Die Forscher nutzten dazu die LIDAR-Techologie (Light detection and ranging) – eine optische Abstandsmessung, die in diesem Fall Lichtpulse vertikal durch den Wald schießt und die zurückgestrahlten Signale auffängt. Aus der Zeitdifferenz zwischen der Rückkehr der von den Kronen beziehungsweise vom Boden reflektieren Wellen konnte Lefskys Team berechnen, wie hoch die einzelnen Wälder wachsen. Insgesamt basiert ihre Karte auf 250 Millionen derartiger Signale, die sie zudem mit den Daten großflächiger Satellitenbilder kombinierten. LIDAR hat bislang nur 2,4 Prozent der bewaldeten Erdoberfläche abgetastet, der Rest musste also interpoliert werden.
Die entstandene Karte birgt jedenfalls einige Überraschungen: Ungestörte Tropische Regenwälder in Zentralamazonien oder dem Kongo erreichen im Mittel mit 25 Metern die gleiche Höhe wie europäische und nordamerikanische Laubwälder aus Eichen und Buchen. Nur einzelne Urwaldriesen – die so genannten Übersteher – ragen deutlich über das normale Kronendach hinaus. Schön zu sehen ist auch, dass vor allem die sehr feuchten, temperierten Regenwälder im Nordwesten Nordamerikas oder im Süden Chiles sehr hoch werden. Die australischen Eukalyptuswälder, die eigentlich ebenfalls sehr hohe Baumarten beherbergen, fallen dagegen ab. Womöglich ist dies der unvollständigen Erfassungen durch LIDAR geschuldet.

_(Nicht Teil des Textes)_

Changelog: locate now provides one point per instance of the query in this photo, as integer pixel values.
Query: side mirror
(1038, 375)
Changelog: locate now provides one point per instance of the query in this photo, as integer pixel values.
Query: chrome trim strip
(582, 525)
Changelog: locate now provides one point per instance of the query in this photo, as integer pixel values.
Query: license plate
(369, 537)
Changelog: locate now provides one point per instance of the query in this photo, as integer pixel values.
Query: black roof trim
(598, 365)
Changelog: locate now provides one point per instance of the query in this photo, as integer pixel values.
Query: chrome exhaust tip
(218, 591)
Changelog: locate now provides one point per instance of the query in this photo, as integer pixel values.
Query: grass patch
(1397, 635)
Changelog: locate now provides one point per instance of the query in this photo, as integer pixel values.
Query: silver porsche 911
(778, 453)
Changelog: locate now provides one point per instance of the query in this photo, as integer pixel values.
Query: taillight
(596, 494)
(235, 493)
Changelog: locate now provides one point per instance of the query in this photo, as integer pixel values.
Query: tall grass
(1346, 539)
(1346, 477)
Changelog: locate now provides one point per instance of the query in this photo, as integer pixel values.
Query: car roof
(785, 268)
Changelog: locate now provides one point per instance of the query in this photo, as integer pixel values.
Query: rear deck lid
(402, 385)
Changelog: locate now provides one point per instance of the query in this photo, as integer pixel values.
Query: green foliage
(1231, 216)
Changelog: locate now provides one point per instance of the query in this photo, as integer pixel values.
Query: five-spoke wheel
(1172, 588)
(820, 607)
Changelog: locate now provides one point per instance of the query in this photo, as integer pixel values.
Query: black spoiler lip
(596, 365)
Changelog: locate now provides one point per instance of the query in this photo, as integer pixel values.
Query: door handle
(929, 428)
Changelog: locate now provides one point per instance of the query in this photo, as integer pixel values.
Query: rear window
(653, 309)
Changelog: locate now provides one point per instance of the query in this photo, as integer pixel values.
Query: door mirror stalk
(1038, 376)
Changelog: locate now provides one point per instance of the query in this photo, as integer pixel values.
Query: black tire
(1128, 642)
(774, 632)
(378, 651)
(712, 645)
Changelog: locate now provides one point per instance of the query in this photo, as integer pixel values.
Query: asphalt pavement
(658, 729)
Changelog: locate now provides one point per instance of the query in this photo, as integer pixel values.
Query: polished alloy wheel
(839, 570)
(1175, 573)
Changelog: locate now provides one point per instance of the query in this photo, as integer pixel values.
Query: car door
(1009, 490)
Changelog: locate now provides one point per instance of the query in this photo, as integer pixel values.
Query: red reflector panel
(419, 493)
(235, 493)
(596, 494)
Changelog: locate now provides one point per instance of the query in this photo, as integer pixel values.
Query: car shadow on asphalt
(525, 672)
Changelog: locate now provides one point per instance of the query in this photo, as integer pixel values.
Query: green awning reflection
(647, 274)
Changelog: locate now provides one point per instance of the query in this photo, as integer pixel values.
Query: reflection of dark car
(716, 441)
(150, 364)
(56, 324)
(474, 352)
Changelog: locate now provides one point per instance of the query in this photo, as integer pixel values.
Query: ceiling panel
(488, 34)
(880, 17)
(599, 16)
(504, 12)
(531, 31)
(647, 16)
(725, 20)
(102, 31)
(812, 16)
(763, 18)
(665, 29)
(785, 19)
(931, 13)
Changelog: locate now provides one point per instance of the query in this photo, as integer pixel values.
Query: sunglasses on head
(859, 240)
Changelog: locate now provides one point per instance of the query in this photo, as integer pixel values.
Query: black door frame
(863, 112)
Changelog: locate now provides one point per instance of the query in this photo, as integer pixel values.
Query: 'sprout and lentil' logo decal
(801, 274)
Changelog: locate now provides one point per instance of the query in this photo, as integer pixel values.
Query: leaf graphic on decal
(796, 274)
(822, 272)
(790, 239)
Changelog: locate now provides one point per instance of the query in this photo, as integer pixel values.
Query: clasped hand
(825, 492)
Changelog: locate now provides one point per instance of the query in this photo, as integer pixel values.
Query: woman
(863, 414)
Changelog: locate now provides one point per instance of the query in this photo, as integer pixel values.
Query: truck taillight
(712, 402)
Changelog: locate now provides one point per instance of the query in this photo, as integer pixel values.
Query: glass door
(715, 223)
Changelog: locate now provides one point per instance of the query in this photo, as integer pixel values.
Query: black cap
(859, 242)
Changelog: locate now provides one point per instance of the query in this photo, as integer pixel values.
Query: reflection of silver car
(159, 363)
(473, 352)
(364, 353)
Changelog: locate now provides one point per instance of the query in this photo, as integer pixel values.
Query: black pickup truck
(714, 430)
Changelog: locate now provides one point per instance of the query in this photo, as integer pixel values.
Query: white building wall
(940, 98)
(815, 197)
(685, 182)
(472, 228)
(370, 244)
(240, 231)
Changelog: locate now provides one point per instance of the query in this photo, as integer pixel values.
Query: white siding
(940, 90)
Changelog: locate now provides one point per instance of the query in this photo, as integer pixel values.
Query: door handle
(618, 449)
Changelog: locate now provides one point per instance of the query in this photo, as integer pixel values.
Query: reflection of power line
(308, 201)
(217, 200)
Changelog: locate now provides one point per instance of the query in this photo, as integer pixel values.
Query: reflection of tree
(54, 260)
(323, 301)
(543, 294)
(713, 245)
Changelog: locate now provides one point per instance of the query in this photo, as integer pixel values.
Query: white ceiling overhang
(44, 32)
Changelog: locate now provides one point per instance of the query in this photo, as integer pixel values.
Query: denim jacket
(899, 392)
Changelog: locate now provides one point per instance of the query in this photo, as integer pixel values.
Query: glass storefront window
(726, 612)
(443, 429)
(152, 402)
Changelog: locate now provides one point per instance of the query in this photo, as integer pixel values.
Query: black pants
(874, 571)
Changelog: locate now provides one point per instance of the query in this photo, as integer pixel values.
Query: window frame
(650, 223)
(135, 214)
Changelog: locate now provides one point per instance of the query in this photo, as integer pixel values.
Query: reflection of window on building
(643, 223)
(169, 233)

Diese Fernerkundung soll auch der Klimaforschung dienen, hofft Richard Houghton vom Woods Hole Research Center: "Wir wollen vor allem eine Karte, die uns die Biomasse der Waldökosysteme anzeigt. Und die Höhenkarte bringt uns diesem Ziel einen gehörigen Schritt näher." Sie erklärt vielleicht auch, wo die zwei Milliarden Tonnen Kohlenstoff landen, die jedes Jahr ungeklärt "verschwinden". Von den sieben Milliarden Tonnen Kohlenstoff, die die Menschheit jährlich produziert, bleiben drei Milliarden Tonnen in der Atmosphäre und zwei Milliarden Tonnen im Ozean. Der Rest wird wahrscheinlich von der Fotosynthese umgewandelt, doch in welchen Regionen mit welchen Mengen, entzieht sich bislang der Forscherkenntnis. (dl)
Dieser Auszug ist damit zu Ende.